Squeak-dev digest, Vol 1 #216 - 20 msgs

Ken Kahn kenkahn at toontalk.com
Fri Oct 19 16:13:02 UTC 2001


Alan Kay wrote:
>
> This is pretty much how Playground (the kids' programming system we
> made (mainly Scott Wallace starting with a framework built by Jay
> Fenton) for the Vivarium project) worked as well -- though I'm sure
> it wasn't as clean as Ken's stuff (this is why I'm trying to convince
> him to put some of his ideas into Squeak).
>
> Playground was kind of a generalized event-driven system that had
> objects which were kind of like a collection of generalized
> spreadsheet cells, completely concurrent, etc.
>       This gave the kids state of objects to look at, but not
> call/return.
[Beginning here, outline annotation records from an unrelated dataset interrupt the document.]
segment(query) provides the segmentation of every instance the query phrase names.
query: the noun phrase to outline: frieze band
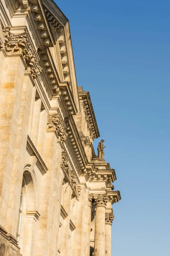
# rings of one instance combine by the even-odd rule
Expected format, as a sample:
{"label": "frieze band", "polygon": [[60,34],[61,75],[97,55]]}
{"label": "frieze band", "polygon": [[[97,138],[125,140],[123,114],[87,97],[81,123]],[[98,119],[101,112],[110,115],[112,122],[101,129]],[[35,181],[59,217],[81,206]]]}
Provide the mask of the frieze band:
{"label": "frieze band", "polygon": [[62,143],[65,141],[68,136],[59,114],[48,115],[47,130],[47,131],[56,131]]}

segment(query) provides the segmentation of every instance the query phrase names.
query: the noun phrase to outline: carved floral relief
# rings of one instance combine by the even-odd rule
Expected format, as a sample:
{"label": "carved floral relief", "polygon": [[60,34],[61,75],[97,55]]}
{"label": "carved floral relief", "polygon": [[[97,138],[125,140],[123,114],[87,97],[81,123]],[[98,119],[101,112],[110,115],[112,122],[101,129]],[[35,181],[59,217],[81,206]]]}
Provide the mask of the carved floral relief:
{"label": "carved floral relief", "polygon": [[31,46],[31,42],[28,38],[28,33],[25,32],[20,35],[14,35],[9,29],[8,27],[3,29],[5,42],[3,47],[6,54],[21,55],[27,66],[26,73],[31,74],[34,79],[37,78],[42,69],[38,65],[36,52]]}
{"label": "carved floral relief", "polygon": [[48,115],[47,117],[47,131],[56,131],[58,136],[62,143],[65,141],[68,136],[63,122],[59,114]]}
{"label": "carved floral relief", "polygon": [[112,224],[112,221],[114,220],[114,216],[113,212],[108,213],[105,214],[105,223],[106,224]]}
{"label": "carved floral relief", "polygon": [[94,200],[96,207],[104,206],[106,207],[109,198],[106,195],[102,194],[94,194],[93,198]]}

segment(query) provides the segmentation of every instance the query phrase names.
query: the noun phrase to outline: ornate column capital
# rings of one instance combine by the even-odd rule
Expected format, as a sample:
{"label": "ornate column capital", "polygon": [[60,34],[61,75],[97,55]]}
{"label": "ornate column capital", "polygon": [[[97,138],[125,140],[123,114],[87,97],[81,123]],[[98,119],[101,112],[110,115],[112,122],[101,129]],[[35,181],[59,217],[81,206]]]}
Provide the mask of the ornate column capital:
{"label": "ornate column capital", "polygon": [[88,206],[90,206],[90,207],[92,207],[92,202],[93,202],[93,194],[89,194],[88,195]]}
{"label": "ornate column capital", "polygon": [[113,212],[106,212],[105,214],[105,224],[111,225],[114,218],[114,216]]}
{"label": "ornate column capital", "polygon": [[47,130],[47,131],[56,131],[62,143],[65,141],[68,136],[64,123],[58,113],[48,115]]}
{"label": "ornate column capital", "polygon": [[107,203],[109,201],[108,196],[103,194],[94,194],[93,198],[94,200],[96,207],[102,206],[106,208]]}
{"label": "ornate column capital", "polygon": [[5,39],[3,47],[7,55],[22,55],[27,67],[26,73],[30,74],[34,79],[40,75],[42,69],[38,64],[36,52],[31,47],[27,34],[26,32],[14,35],[11,32],[9,27],[5,28],[3,29]]}

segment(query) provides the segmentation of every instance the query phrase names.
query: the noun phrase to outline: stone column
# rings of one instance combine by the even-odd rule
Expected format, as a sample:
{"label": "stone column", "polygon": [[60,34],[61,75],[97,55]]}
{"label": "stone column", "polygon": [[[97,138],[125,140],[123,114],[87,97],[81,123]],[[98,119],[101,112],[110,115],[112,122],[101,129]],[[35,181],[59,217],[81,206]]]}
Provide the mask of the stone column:
{"label": "stone column", "polygon": [[114,219],[113,212],[105,215],[105,256],[111,256],[111,226]]}
{"label": "stone column", "polygon": [[94,256],[105,255],[105,209],[108,201],[106,195],[94,195],[96,206]]}
{"label": "stone column", "polygon": [[69,247],[70,212],[71,195],[73,193],[73,191],[70,185],[68,183],[66,183],[62,186],[64,186],[64,189],[65,190],[63,206],[68,215],[64,220],[62,227],[61,254],[62,256],[69,256],[68,251]]}
{"label": "stone column", "polygon": [[88,229],[87,231],[87,241],[86,241],[86,256],[89,256],[90,254],[90,233],[91,224],[91,209],[93,200],[93,195],[90,194],[88,195]]}

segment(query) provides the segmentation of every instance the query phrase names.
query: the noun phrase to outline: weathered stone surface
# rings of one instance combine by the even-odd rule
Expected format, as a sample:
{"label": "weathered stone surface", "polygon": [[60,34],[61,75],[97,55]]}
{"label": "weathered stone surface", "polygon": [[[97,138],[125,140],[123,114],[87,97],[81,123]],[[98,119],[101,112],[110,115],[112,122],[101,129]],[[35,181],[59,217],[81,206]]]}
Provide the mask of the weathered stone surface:
{"label": "weathered stone surface", "polygon": [[93,147],[99,133],[89,93],[77,86],[68,20],[52,0],[5,2],[0,256],[110,256],[120,195],[104,140],[97,156]]}

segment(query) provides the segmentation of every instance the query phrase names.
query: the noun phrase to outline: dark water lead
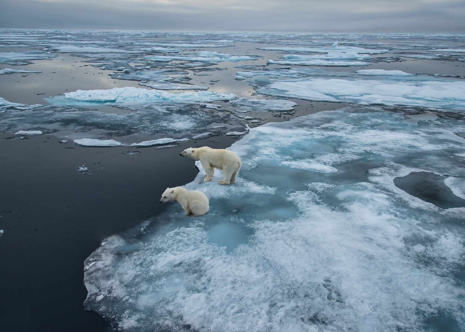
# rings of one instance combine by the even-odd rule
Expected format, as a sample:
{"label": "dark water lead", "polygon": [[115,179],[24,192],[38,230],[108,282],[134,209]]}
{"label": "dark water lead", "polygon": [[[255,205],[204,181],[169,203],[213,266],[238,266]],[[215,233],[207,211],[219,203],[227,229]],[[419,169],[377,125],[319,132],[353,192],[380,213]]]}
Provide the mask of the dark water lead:
{"label": "dark water lead", "polygon": [[465,206],[465,199],[454,195],[444,183],[448,177],[426,172],[412,172],[394,179],[394,184],[410,195],[442,209]]}

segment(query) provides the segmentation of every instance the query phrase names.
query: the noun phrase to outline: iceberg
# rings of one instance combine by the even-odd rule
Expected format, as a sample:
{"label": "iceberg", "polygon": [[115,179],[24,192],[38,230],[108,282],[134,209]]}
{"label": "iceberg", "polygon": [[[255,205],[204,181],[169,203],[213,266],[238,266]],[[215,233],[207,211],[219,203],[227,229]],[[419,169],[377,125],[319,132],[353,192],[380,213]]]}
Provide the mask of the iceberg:
{"label": "iceberg", "polygon": [[30,60],[49,60],[56,55],[42,52],[0,52],[0,63],[7,65],[29,65]]}
{"label": "iceberg", "polygon": [[20,130],[15,133],[14,134],[23,136],[35,136],[38,135],[42,135],[43,133],[40,130]]}
{"label": "iceberg", "polygon": [[465,110],[465,82],[459,81],[309,78],[252,84],[259,93],[289,98]]}
{"label": "iceberg", "polygon": [[241,98],[232,100],[229,104],[234,107],[240,107],[238,113],[245,113],[250,111],[291,111],[297,104],[293,101],[282,99],[257,99]]}
{"label": "iceberg", "polygon": [[24,69],[12,69],[11,68],[6,68],[4,69],[0,70],[0,75],[5,74],[15,74],[15,73],[42,73],[34,70],[26,70]]}
{"label": "iceberg", "polygon": [[66,99],[70,100],[111,101],[119,104],[156,102],[208,103],[217,100],[230,100],[237,98],[237,96],[233,93],[217,93],[208,91],[172,93],[132,86],[115,87],[109,90],[78,90],[74,92],[66,93],[64,95]]}
{"label": "iceberg", "polygon": [[76,144],[83,146],[106,147],[120,146],[123,145],[114,139],[81,139],[73,141]]}
{"label": "iceberg", "polygon": [[153,139],[153,140],[145,140],[143,142],[141,142],[140,143],[133,143],[131,145],[131,146],[138,147],[142,146],[153,146],[154,145],[166,144],[169,143],[173,143],[173,142],[185,142],[188,140],[189,140],[189,139],[175,139],[171,138],[164,138],[159,139]]}
{"label": "iceberg", "polygon": [[363,69],[357,70],[357,73],[359,75],[389,76],[411,76],[413,75],[413,74],[409,74],[401,70],[385,70],[384,69]]}
{"label": "iceberg", "polygon": [[[235,184],[218,185],[220,171],[204,182],[196,163],[185,187],[209,197],[208,214],[169,206],[86,260],[86,309],[119,331],[463,329],[465,208],[393,179],[463,178],[463,159],[446,156],[465,153],[455,133],[465,122],[404,119],[399,107],[357,106],[251,129],[230,148],[243,161]],[[299,161],[339,170],[281,164]]]}

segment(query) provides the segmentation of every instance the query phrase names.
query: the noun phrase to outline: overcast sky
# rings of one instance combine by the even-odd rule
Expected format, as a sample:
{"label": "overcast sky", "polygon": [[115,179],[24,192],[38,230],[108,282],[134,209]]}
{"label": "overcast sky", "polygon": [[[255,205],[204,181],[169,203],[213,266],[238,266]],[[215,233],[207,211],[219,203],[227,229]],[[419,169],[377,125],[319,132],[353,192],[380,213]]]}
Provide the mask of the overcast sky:
{"label": "overcast sky", "polygon": [[465,32],[465,0],[0,0],[0,27]]}

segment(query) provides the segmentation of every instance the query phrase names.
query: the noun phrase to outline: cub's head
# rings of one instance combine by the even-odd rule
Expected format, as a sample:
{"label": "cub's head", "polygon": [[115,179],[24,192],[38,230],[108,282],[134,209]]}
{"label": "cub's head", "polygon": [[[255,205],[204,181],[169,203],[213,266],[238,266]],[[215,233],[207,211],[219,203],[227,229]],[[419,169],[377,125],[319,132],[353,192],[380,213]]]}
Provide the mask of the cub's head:
{"label": "cub's head", "polygon": [[189,157],[191,158],[193,158],[194,157],[192,155],[193,154],[195,151],[195,149],[193,147],[190,147],[188,149],[186,149],[184,151],[181,152],[179,154],[179,155],[181,156],[181,157]]}
{"label": "cub's head", "polygon": [[174,188],[167,188],[160,199],[160,203],[165,203],[174,200]]}

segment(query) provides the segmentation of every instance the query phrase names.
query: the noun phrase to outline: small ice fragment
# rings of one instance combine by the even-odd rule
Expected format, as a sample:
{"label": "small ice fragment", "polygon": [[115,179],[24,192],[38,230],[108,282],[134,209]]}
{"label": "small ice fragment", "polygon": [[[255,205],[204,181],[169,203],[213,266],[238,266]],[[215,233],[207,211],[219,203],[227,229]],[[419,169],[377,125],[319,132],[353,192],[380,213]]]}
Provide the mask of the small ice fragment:
{"label": "small ice fragment", "polygon": [[120,146],[122,144],[114,139],[81,139],[73,141],[76,144],[83,146]]}
{"label": "small ice fragment", "polygon": [[38,135],[42,135],[42,133],[40,130],[20,130],[14,133],[15,135],[21,135],[25,136],[35,136]]}
{"label": "small ice fragment", "polygon": [[230,132],[229,133],[226,133],[226,135],[227,136],[233,136],[234,135],[245,135],[246,134],[245,132]]}

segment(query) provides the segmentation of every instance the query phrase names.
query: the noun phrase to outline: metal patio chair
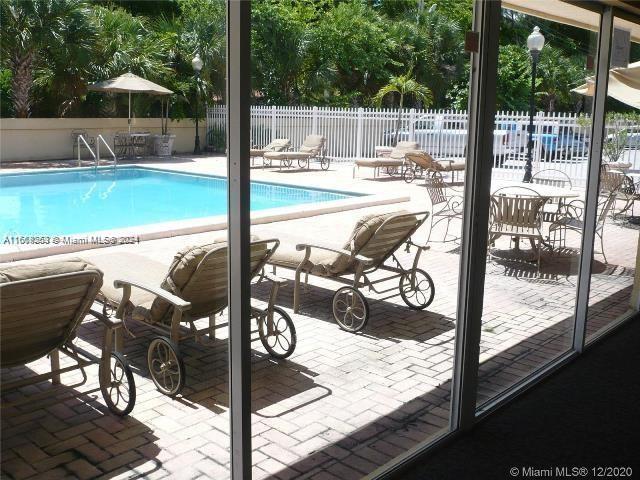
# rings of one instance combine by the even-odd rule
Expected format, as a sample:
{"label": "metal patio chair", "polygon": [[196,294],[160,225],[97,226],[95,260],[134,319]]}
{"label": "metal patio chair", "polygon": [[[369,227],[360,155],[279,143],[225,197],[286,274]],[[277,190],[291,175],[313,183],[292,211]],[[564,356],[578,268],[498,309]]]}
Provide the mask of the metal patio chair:
{"label": "metal patio chair", "polygon": [[[271,283],[266,308],[252,307],[251,318],[257,321],[267,352],[282,359],[295,350],[296,329],[291,317],[275,305],[284,280],[262,272],[279,243],[276,239],[251,242],[251,278],[260,274],[261,280]],[[180,342],[191,338],[200,341],[205,335],[215,339],[215,330],[226,326],[216,325],[216,316],[227,307],[226,241],[187,247],[175,255],[169,267],[126,252],[96,256],[94,261],[104,265],[106,281],[99,299],[105,311],[116,308],[115,316],[125,327],[132,320],[160,334],[147,350],[149,373],[160,392],[177,395],[186,378]],[[182,328],[184,324],[188,331]],[[121,348],[122,336],[116,341],[116,349]]]}
{"label": "metal patio chair", "polygon": [[543,234],[544,206],[549,201],[535,190],[527,187],[504,187],[491,195],[489,211],[489,257],[493,259],[491,246],[503,235],[520,242],[520,237],[529,239],[531,248],[537,253],[538,274]]}
{"label": "metal patio chair", "polygon": [[[427,170],[425,172],[425,187],[427,188],[427,194],[429,196],[429,202],[431,203],[431,225],[429,227],[429,236],[427,242],[431,240],[431,233],[436,225],[441,222],[446,222],[446,229],[442,242],[451,242],[459,239],[458,236],[454,238],[447,238],[449,235],[449,225],[452,220],[462,220],[462,207],[464,205],[464,198],[457,190],[447,187],[442,179],[442,174],[438,171]],[[448,193],[451,191],[452,193]]]}
{"label": "metal patio chair", "polygon": [[[0,269],[0,344],[2,368],[25,365],[45,356],[51,372],[2,383],[13,390],[44,380],[60,383],[60,375],[99,364],[100,391],[107,407],[116,415],[127,415],[136,402],[133,374],[125,358],[112,351],[114,333],[122,323],[90,310],[102,285],[102,272],[80,259]],[[74,343],[78,327],[91,313],[104,325],[102,355],[97,358]],[[60,353],[74,364],[61,367]],[[50,395],[50,391],[30,399]]]}
{"label": "metal patio chair", "polygon": [[[420,255],[429,247],[418,245],[411,236],[429,217],[429,212],[367,215],[361,218],[343,248],[301,243],[295,251],[276,252],[269,263],[276,267],[295,269],[293,310],[300,310],[301,276],[308,283],[309,274],[330,278],[346,284],[333,295],[333,318],[344,330],[362,330],[369,320],[369,304],[361,292],[369,287],[376,293],[398,289],[402,300],[413,309],[427,308],[433,301],[435,286],[427,272],[418,268]],[[413,263],[405,268],[396,256],[402,246],[416,247]],[[386,263],[391,260],[393,264]],[[391,275],[372,279],[374,272]],[[376,290],[376,285],[399,279],[398,287]]]}
{"label": "metal patio chair", "polygon": [[531,177],[531,183],[538,185],[550,185],[552,187],[560,188],[573,188],[571,178],[562,170],[555,168],[545,168],[544,170],[537,171]]}
{"label": "metal patio chair", "polygon": [[[607,256],[604,253],[604,225],[607,221],[609,212],[612,211],[616,203],[616,192],[609,192],[598,198],[597,217],[596,217],[596,236],[600,239],[599,253],[607,264]],[[555,244],[561,247],[566,246],[567,232],[577,232],[582,235],[584,229],[584,201],[573,200],[562,207],[562,214],[559,218],[549,225],[549,238]]]}

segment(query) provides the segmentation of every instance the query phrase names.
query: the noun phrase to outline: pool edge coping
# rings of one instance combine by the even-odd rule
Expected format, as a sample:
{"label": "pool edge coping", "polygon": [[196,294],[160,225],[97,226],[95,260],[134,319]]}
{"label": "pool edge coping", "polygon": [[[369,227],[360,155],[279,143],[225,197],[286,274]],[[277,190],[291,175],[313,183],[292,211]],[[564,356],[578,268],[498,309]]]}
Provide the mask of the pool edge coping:
{"label": "pool edge coping", "polygon": [[[303,187],[304,188],[304,187]],[[316,208],[300,209],[299,205],[258,210],[251,218],[251,225],[275,223],[300,218],[315,217],[330,213],[346,212],[360,208],[375,207],[378,205],[390,205],[394,203],[409,202],[408,194],[373,194],[360,195],[353,198],[332,200],[316,204]],[[313,205],[313,204],[305,204]],[[135,230],[134,230],[135,229]],[[172,222],[155,223],[144,226],[127,227],[112,230],[88,232],[80,235],[65,235],[65,238],[89,238],[89,237],[135,237],[137,242],[158,240],[184,235],[193,235],[211,231],[227,229],[227,215],[216,215],[197,219],[180,220]],[[142,231],[141,231],[142,230]],[[62,236],[59,236],[62,237]],[[15,249],[6,253],[0,246],[0,263],[11,263],[19,260],[30,260],[67,253],[75,253],[98,248],[113,247],[122,243],[70,243],[58,244],[42,248],[41,246],[29,246],[23,249]],[[9,250],[9,248],[7,249]]]}

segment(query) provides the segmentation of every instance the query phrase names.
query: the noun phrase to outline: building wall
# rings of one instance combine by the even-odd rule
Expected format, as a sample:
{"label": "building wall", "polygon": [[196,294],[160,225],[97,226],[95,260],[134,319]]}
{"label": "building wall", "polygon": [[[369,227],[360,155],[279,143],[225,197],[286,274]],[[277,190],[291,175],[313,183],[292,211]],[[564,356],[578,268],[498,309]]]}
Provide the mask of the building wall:
{"label": "building wall", "polygon": [[[74,158],[71,132],[86,130],[102,134],[113,148],[116,132],[127,131],[126,118],[3,118],[0,119],[0,161],[69,160]],[[200,122],[200,144],[205,145],[205,121]],[[159,118],[133,118],[132,131],[160,133]],[[176,153],[193,151],[195,124],[192,120],[170,121],[169,133],[176,136]],[[104,149],[102,150],[104,151]],[[83,158],[90,154],[86,151]],[[101,154],[105,158],[107,155]],[[77,158],[77,154],[76,157]]]}

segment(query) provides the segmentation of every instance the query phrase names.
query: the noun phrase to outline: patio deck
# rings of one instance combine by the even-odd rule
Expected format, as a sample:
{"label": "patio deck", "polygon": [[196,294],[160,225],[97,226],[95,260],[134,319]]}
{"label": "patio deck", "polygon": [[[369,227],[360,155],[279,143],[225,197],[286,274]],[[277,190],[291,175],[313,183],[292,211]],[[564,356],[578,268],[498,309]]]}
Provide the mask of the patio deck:
{"label": "patio deck", "polygon": [[[188,157],[156,165],[189,171],[224,173],[224,161]],[[365,171],[366,172],[366,171]],[[364,172],[361,172],[364,173]],[[260,180],[327,186],[411,196],[405,204],[385,205],[312,218],[257,225],[258,235],[294,243],[303,239],[340,245],[357,218],[369,212],[424,209],[420,182],[351,178],[351,168],[332,171],[252,170]],[[596,256],[589,332],[626,310],[636,266],[638,230],[608,221],[608,265]],[[459,223],[452,227],[459,228]],[[424,232],[419,232],[424,234]],[[165,238],[73,254],[87,259],[117,251],[135,251],[169,262],[182,246],[220,232]],[[432,239],[437,239],[437,231]],[[577,237],[574,238],[577,241]],[[507,248],[507,241],[499,247]],[[507,254],[508,255],[508,254]],[[401,260],[410,255],[400,252]],[[371,319],[361,334],[334,323],[331,298],[335,283],[311,278],[299,314],[292,313],[292,282],[279,294],[298,332],[298,346],[287,360],[274,361],[254,343],[253,460],[256,478],[360,478],[448,425],[459,248],[432,243],[420,266],[436,285],[425,311],[408,309],[398,296],[367,294]],[[293,278],[293,272],[278,269]],[[487,265],[481,341],[479,403],[503,391],[564,352],[570,344],[577,281],[577,256],[543,256],[535,266],[514,259]],[[266,299],[262,285],[255,298]],[[226,333],[206,344],[185,342],[187,385],[178,399],[160,394],[146,369],[151,332],[132,324],[136,338],[125,342],[135,372],[138,400],[125,419],[110,415],[97,387],[97,367],[89,381],[43,401],[7,407],[2,414],[2,474],[7,478],[226,478],[229,468],[228,363]],[[97,351],[101,332],[90,317],[79,341]],[[45,371],[42,360],[3,375]],[[93,369],[93,370],[92,370]],[[5,378],[6,378],[5,377]],[[69,385],[79,374],[63,375]],[[7,394],[48,391],[48,384]]]}

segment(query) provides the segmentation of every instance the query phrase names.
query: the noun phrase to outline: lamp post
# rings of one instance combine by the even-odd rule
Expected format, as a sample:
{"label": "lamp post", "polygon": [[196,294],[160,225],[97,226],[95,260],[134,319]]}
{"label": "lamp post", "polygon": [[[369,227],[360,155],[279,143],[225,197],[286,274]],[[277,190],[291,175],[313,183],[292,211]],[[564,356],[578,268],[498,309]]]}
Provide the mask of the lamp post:
{"label": "lamp post", "polygon": [[198,112],[198,104],[200,103],[200,89],[199,89],[199,80],[200,80],[200,70],[202,70],[202,60],[200,59],[200,55],[196,53],[196,56],[191,60],[191,66],[193,67],[193,73],[196,77],[196,141],[195,146],[193,147],[193,154],[200,155],[200,135],[198,132],[198,117],[200,113]]}
{"label": "lamp post", "polygon": [[544,35],[540,33],[538,27],[533,27],[533,32],[527,38],[527,48],[531,54],[531,99],[529,103],[529,141],[527,142],[527,163],[524,167],[523,182],[531,182],[531,169],[533,163],[533,117],[536,109],[536,70],[538,67],[538,58],[540,50],[544,47]]}

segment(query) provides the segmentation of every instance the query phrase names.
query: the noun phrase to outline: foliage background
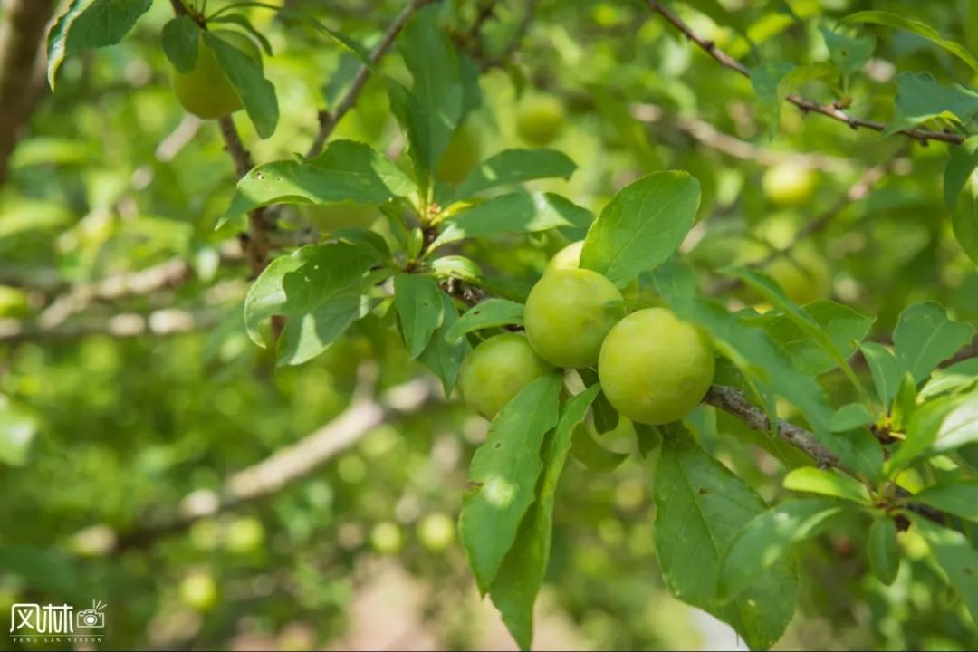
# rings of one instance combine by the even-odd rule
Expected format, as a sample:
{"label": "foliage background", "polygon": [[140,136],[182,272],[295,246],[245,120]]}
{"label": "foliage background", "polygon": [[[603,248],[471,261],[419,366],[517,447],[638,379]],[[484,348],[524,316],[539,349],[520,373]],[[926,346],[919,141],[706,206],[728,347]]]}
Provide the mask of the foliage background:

Every value was a thread.
>

I just reread (for the third time in 12 years) the OOPSLA89 paper on
Playground.

http://portal.acm.org/citation.cfm?id=74891&coll=portal&dl=ACM&CFID=292547&C
FTOKEN=54781325

It is full of good ideas but AFAIK the ability of objects to communicate was
very impoverished. It seems they mostly interacted via the Playfield - a
planar surface where objects live. This is great for some purposes but is
too limitted in my mind. Objects could also signal events and others could
sense those events but it didn't seem as if this was a general message
passing facility. (The paper provides too few details on event signalling to
really see how general it was.)  Also it didn't seem to support strong
encapsulation - an object could inspect the internals of other objects.

What I want is a Playground-like system with real message sending,
encapsulation, and removal of the limitation to only graphical objects.